Een mogelijke wijziging van het Planningsbesluit IVF |
|
Agnes Wolbert (PvdA) |
|
Edith Schippers (minister volksgezondheid, welzijn en sport) (VVD) |
|
Bent u voornemens het Planningsbesluit IVF te wijzigen en het aantal klinieken met een vergunning voor in vitro fertilisatie (IVF) uit te breiden?
Ja.
Ik ben voornemens het Planningsbesluit in-vitrofertilisatie (verder: het planningsbesluit) te actualiseren. Vanuit juridisch oogpunt is het noodzakelijk om het planningsbesluit uit 1998 te actualiseren. Een afwijzing van een vergunningaanvraag op grond van een bijna 20 jaar oud planningsbesluit (waarin staat vermeld dat de behoefteraming voor 10 jaar zou gelden) is juridisch kwetsbaar.
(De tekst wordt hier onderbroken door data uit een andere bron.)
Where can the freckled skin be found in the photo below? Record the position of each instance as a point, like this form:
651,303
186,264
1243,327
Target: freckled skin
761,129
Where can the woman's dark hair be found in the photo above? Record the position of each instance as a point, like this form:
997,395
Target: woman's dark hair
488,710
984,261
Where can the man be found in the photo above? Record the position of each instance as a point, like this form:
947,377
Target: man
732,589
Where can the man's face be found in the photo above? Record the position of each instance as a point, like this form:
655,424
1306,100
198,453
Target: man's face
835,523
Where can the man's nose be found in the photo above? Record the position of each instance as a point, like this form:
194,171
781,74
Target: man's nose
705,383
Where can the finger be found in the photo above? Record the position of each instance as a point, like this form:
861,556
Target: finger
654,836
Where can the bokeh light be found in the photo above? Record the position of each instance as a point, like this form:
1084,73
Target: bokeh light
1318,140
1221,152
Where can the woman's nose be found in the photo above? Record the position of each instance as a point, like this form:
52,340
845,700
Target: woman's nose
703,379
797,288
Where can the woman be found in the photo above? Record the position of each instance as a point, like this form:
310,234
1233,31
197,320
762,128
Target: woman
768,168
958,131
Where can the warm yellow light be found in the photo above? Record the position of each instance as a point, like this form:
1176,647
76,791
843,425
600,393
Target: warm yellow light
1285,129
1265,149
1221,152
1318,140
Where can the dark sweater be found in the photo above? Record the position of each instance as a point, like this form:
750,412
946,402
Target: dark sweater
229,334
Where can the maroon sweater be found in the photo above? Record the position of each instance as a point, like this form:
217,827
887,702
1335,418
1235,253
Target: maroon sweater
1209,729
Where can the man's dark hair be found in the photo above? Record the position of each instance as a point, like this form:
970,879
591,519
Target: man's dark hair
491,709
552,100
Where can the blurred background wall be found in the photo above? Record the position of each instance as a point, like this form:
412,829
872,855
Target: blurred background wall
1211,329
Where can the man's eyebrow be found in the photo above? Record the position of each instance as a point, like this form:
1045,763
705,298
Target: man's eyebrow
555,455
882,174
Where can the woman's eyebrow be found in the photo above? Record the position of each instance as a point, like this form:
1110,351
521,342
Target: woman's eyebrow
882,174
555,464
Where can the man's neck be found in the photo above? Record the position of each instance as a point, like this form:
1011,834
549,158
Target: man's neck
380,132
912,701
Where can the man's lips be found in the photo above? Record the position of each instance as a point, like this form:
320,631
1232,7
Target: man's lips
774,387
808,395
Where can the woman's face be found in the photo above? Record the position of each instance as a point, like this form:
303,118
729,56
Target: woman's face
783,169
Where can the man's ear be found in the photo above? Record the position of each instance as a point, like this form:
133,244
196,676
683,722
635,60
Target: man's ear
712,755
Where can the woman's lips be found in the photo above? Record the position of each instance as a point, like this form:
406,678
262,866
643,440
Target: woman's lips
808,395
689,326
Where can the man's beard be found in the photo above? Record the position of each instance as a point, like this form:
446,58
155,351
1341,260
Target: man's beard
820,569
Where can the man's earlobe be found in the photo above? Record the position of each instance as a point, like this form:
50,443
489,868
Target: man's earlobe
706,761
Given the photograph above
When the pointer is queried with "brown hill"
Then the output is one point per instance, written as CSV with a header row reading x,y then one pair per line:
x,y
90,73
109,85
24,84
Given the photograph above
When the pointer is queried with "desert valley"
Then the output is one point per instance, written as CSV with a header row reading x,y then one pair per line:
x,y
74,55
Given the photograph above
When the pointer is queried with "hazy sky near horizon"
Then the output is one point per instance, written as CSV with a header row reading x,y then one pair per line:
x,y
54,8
Indien een vergunningaanvraag wordt afgewezen op grond van het huidige planningsbesluit, zal de aanvrager in bezwaar en beroep gaan. De kans is groot dat VWS dat zou verliezen. Het planningsbesluit moet ik daarom aanpassen conform de actuele inhoudelijke kennis en ontwikkelingen binnen de IVF-zorg.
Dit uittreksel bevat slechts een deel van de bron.